Para antispam puedes usar mail-filter/spamassassin y como webmail mail-client/squirrelmail.

Saludozzzzzzz

----------

## pcmaster

También tienes Exim:

http://packages.gentoo.org/package/mail-mta/exim

----------

## JotaCE

 *Stolz wrote:*   

> Hola JotaCE,
> 
> las dos opciones más usadas son Qmail y Postfix. A mi particularmente me gusta Qmail. En la documentación oficial tienes manuales para ambos. Échale un vistazo a ver si alguno te parece más sencillo pero ambos te van a servir igual de bien.
> 
> Para antispam puedes usar mail-filter/spamassassin y como webmail mail-client/squirrelmail.
> ...

 

Primero que nada muchas gracias por sus consejos.
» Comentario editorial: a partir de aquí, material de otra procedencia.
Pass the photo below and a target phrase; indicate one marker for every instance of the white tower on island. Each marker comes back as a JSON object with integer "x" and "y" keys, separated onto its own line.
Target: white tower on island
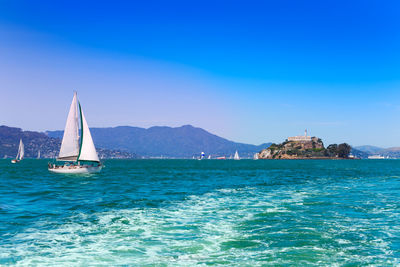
{"x": 300, "y": 138}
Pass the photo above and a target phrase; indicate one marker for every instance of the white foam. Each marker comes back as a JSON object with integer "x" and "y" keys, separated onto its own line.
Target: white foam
{"x": 210, "y": 228}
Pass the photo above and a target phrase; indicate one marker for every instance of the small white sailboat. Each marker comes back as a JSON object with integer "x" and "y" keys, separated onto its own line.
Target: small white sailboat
{"x": 236, "y": 156}
{"x": 77, "y": 152}
{"x": 21, "y": 152}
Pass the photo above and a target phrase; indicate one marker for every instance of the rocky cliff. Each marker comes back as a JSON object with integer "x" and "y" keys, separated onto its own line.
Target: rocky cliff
{"x": 313, "y": 149}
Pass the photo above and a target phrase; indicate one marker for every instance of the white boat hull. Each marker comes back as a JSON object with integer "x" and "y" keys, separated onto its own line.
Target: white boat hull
{"x": 76, "y": 169}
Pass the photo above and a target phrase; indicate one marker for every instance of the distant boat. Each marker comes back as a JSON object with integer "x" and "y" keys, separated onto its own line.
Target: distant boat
{"x": 77, "y": 152}
{"x": 20, "y": 154}
{"x": 202, "y": 156}
{"x": 236, "y": 156}
{"x": 376, "y": 157}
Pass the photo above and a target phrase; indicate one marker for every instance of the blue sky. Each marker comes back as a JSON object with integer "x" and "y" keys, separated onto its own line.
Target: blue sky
{"x": 250, "y": 71}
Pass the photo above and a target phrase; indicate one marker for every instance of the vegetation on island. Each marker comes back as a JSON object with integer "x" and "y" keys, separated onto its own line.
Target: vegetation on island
{"x": 305, "y": 150}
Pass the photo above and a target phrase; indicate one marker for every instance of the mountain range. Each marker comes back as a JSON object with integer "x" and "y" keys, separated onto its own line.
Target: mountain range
{"x": 36, "y": 141}
{"x": 162, "y": 141}
{"x": 158, "y": 141}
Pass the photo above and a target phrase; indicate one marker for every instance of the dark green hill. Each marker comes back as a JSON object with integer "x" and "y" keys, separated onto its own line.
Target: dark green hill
{"x": 35, "y": 141}
{"x": 185, "y": 141}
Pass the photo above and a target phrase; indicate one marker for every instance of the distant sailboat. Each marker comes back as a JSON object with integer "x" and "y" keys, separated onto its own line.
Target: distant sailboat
{"x": 78, "y": 152}
{"x": 20, "y": 154}
{"x": 202, "y": 155}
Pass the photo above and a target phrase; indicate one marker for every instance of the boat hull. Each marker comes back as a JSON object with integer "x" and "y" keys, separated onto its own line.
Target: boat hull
{"x": 76, "y": 169}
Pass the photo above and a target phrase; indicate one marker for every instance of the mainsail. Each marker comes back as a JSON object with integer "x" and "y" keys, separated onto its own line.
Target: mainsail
{"x": 236, "y": 157}
{"x": 70, "y": 144}
{"x": 87, "y": 151}
{"x": 21, "y": 150}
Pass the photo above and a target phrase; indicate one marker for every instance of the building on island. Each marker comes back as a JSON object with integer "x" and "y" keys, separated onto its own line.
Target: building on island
{"x": 300, "y": 138}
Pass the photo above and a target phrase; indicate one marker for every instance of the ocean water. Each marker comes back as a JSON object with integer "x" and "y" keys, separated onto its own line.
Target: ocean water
{"x": 210, "y": 212}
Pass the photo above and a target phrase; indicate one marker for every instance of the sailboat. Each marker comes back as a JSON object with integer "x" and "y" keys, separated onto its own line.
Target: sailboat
{"x": 20, "y": 154}
{"x": 236, "y": 156}
{"x": 77, "y": 152}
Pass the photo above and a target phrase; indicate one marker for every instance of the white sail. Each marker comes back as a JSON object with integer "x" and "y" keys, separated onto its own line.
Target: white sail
{"x": 88, "y": 151}
{"x": 236, "y": 157}
{"x": 70, "y": 144}
{"x": 21, "y": 151}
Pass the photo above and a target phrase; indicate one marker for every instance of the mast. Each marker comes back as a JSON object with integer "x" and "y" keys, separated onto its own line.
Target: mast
{"x": 22, "y": 150}
{"x": 87, "y": 150}
{"x": 70, "y": 143}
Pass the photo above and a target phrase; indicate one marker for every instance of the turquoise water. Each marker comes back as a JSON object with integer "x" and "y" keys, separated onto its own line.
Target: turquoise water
{"x": 185, "y": 212}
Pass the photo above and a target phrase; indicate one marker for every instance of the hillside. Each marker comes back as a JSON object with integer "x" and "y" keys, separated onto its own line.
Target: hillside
{"x": 180, "y": 142}
{"x": 35, "y": 141}
{"x": 310, "y": 149}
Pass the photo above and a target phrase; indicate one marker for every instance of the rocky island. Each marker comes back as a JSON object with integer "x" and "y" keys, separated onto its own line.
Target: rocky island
{"x": 305, "y": 147}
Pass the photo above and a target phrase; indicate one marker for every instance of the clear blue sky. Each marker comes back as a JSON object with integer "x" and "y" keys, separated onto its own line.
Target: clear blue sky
{"x": 250, "y": 71}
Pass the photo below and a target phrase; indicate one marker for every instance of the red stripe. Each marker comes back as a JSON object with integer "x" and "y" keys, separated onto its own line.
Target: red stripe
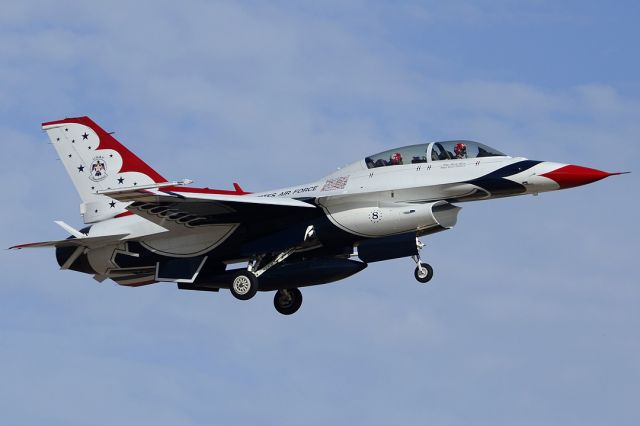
{"x": 237, "y": 191}
{"x": 123, "y": 214}
{"x": 130, "y": 162}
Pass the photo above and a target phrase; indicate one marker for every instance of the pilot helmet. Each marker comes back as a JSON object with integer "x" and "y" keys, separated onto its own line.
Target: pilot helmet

Existe, yo creo que deberia, pero en realidad esto que voy a hacer es desconocido para mi. algun webadmin donde puede crear, eliminar, administrar configurar mi mail server ?

----------

## Inodoro_Pereyra

Si te sirve, tengo un mailserver funcionando con el par postfix/dovecot y MySQL como backend todo administrable con postfixadmin. Todo lo monté siguiendo esta guía y funciona a la perfección desde hace unos cuantos meses.

Salud!

----------

## JotaCE

He estado mirando squirrelmail como webmail pero no estoy seguro si me servirá o no. quisiera comentarles que es lo que necesito de un webmail.

Usuario :

Interface amigable para el usuario comun.

Que la bandeja de entrada se pueda ordenar por fecha o remitente o ambos  :Very Happy: 

Que el usuarui pueda subir una imagen que sirva de cabecera o pie de pagina (membrete)

QUe pueda modificar las fuentes (tipos de letra) colores etc.

Un buscardor de correos por una frace o referencia.

Agenda de tareas o calendario, citas, alertas y bla bla bla.

Administrador del mail server

Que pueda tener multiples dominios 

Que pueda adjuntar archivos de por lomenos hasta 10 megas

Bienvenidos todos los consejor  :Very Happy: 

----------

## Inodoro_Pereyra

De golpe y porrazo me encuentro en la misma necesidad, necesito un webmail funcional así que ando tras la misma búsqueda, pero sin disponibilidad de tiempo.

Pensaba dedicar parte de este próximo fin de semana a jugar un poco con eso, voy a ver que puedo averiguar y vuelvo al foro a postear, me apunto a la inquietud si alguien conoce del asunto.

Salud!

EDITO: Voy a hacerle un tiro a Roundcube que tiene muy buena pinta. Después comento como me fué.

----------

## Inodoro_Pereyra

 *JotaCE wrote:*   

> He estado mirando squirrelmail como webmail pero no estoy seguro si me servirá o no. quisiera comentarles que es lo que necesito de un webmail.
> 
> Usuario :
> 
> Interface amigable para el usuario comun.
> ...

 

De las pruebas preliminares que hice con roundcube:

- Interfaz mas que amigable. Sumamente facil de entender y utilizar a la primera, entorno en español, mas amigable inclusive que squirremail y horde.

- Se puede ordenar la bandeja de entrada de todas las formas que se te ocurran.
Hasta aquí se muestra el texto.